The Spiritual Exercises were a transforming experience for Teilhard, too. His purpose in writing The Divine Milieu was to share with us how he, as a Jesuit and as a dedicated scientist, learned to use the new eyes that Ignatius gave him in order to see spiritual reality today—in the world contemporary men and women live in, thoroughly informed and transformed by science and technology.…

Teilhard was a part of some of the scientific discoveries of the past century, but not all of them. He realized that humans would continue—as we have done—to make more and more discoveries like these about our world. And these discoveries I mentioned don’t even include those that have been made—and are being made daily—in the fields of physics, chemistry, psychology, anthropology, neurobiology, and brain research, to name just a few.

Teilhard realized we needed a radically new kind of spirituality—an understanding of God and creation and our part in it—that could welcome and easily integrate all these important scientific facts of our existence into itself.…

Most contemporary spiritualities, following tradition, usually put these scientific facts aside, assuming they have little to do with our spiritual lives. But in fact they permeate our very existence. They are part of the way we think today. We cannot put them aside. And Teilhard doesn’t, because, for him, everything we learn about creation is something we are learning about the Body of Christ—the Christ that lives today, the Christ who is as big as the cosmos.


The Cosmic Christ

In The Spiritual Exercises, St. Ignatius taught Teilhard how to dig deeply into the mind and heart of Jesus of Nazareth and how to be transformed by his suffering, death, and resurrection. In the sixteenth century when Ignatius lived, he knew nothing of the many scientific facts that are simply part of our daily assumptions about reality. For most people then, the flat earth was the center of God’s creation, and God lived up in the sky. And his traditional spirituality reflects those beliefs.

In The Divine Milieu, Teilhard the scientist takes us many centuries further in the life of Christ. He invites us to learn to see, as he does, not only the Christ of 2,000 years ago, but also the magnificent Being that the Risen Christ with his Total Body has developed into during two millennia. He also invites us to glimpse into Christ’s future, to identify the goal toward which that Total Body of Christ has been constantly evolving.

For Teilhard, Christ today is not just Jesus of Nazareth risen from the dead, but rather a huge, continually evolving Being as big as the universe. In this colossal, almost unimaginable Being each of us lives and develops in consciousness, like living cells in a huge organism. At various times, theologians have described this great Being as the Total Christ, the Cosmic Christ, the Whole Christ, the Universal Christ or the Mystical Body of Christ.

With the help of all the human sciences as well as the scriptures, Teilhard shows how we—the cells and members of the Body of Christ—can participate in and nurture the life of the Total Christ. He also shows, thanks to the continuing discoveries of science, how we can begin to glimpse where that great Being is headed and how we can help promote its fulfillment.

Teilhard’s spirituality identifies many ways we can help accomplish the Total Christ’s divine destiny.
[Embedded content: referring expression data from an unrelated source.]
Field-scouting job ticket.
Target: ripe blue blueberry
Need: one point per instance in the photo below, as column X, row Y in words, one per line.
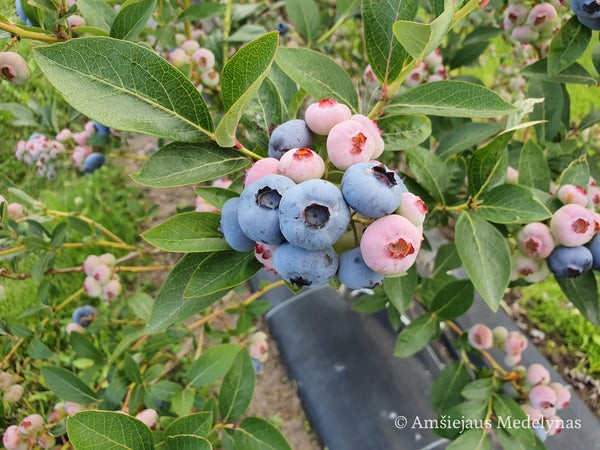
column 372, row 189
column 84, row 315
column 313, row 214
column 101, row 130
column 230, row 227
column 569, row 262
column 305, row 268
column 291, row 134
column 93, row 161
column 354, row 273
column 258, row 210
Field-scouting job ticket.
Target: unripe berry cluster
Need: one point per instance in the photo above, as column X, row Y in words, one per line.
column 292, row 218
column 101, row 280
column 541, row 398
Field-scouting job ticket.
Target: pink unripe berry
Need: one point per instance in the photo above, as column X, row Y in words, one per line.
column 371, row 126
column 542, row 397
column 13, row 440
column 390, row 245
column 13, row 68
column 204, row 59
column 149, row 417
column 301, row 164
column 536, row 240
column 261, row 168
column 537, row 374
column 563, row 395
column 515, row 343
column 348, row 143
column 14, row 393
column 211, row 78
column 31, row 425
column 322, row 116
column 573, row 225
column 572, row 194
column 413, row 208
column 481, row 337
column 264, row 254
column 75, row 327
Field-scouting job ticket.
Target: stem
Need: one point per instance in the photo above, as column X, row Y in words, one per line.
column 236, row 305
column 25, row 34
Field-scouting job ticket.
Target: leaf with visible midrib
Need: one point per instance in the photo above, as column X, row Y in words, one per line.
column 105, row 86
column 240, row 79
column 108, row 430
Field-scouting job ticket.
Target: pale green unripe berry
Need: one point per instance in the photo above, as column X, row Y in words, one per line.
column 13, row 68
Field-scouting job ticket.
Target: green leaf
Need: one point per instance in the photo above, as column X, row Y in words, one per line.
column 188, row 232
column 401, row 290
column 583, row 293
column 215, row 196
column 445, row 392
column 567, row 45
column 255, row 433
column 400, row 132
column 263, row 114
column 68, row 386
column 105, row 86
column 485, row 256
column 212, row 364
column 473, row 439
column 170, row 305
column 488, row 165
column 510, row 203
column 452, row 99
column 237, row 388
column 577, row 174
column 420, row 39
column 221, row 270
column 188, row 442
column 465, row 136
column 453, row 300
column 179, row 164
column 305, row 15
column 131, row 19
column 533, row 167
column 416, row 335
column 201, row 10
column 97, row 13
column 108, row 430
column 197, row 424
column 384, row 53
column 318, row 75
column 240, row 80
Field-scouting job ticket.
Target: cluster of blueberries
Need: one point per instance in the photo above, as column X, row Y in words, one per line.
column 569, row 246
column 292, row 217
column 541, row 397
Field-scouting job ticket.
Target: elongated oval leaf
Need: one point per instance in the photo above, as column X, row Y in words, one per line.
column 222, row 270
column 212, row 364
column 180, row 164
column 108, row 430
column 318, row 75
column 240, row 79
column 485, row 256
column 237, row 388
column 131, row 19
column 188, row 232
column 127, row 87
column 451, row 98
column 68, row 386
column 509, row 203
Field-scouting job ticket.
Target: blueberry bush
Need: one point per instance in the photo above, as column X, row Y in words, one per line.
column 321, row 150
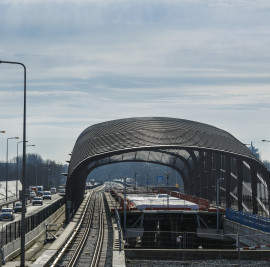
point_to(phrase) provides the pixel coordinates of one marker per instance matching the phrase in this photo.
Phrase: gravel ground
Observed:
(203, 263)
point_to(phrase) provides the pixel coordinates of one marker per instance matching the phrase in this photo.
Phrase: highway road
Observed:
(31, 209)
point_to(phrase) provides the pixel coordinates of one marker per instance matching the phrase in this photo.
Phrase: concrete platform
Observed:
(48, 256)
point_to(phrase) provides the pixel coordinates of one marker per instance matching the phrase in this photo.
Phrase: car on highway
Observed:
(32, 194)
(53, 190)
(37, 201)
(47, 195)
(7, 214)
(17, 207)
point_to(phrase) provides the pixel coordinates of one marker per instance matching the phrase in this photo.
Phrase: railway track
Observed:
(85, 246)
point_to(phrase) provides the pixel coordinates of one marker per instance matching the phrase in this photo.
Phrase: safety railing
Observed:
(252, 220)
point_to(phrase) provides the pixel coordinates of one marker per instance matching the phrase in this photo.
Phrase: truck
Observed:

It is Christ’s divine task as well as ours to turn this fragmented world, through love of it in all of its visible and invisible dimensions, into one immense shining Being, the Body of Christ, glowing with divine energy. Christ the Lord, the head of this Body, has promised to be with us and guide us, from start to finish. He said, “And remember, I am with you always, to the end of the age.” (Matt 28:20)

At present, many of the cells of this Christ Body are unaware of their divine calling, unaware of how special they are in the eyes of God, and unconscious of the fact that they are already living their lives as part of this Cosmic Body. For Teilhard, this Cosmic Body is meant to become fully conscious of itself in every cell of its being in such a way that every cell is also conscious of the whole Body’s magnificent destiny. When this Christ Body realizes itself as the divine reality it has always been meant to be, that moment will be what Teilhard calls the Omega Point. (See Rev 1:8)

It sounds like very heady stuff. That’s because it is.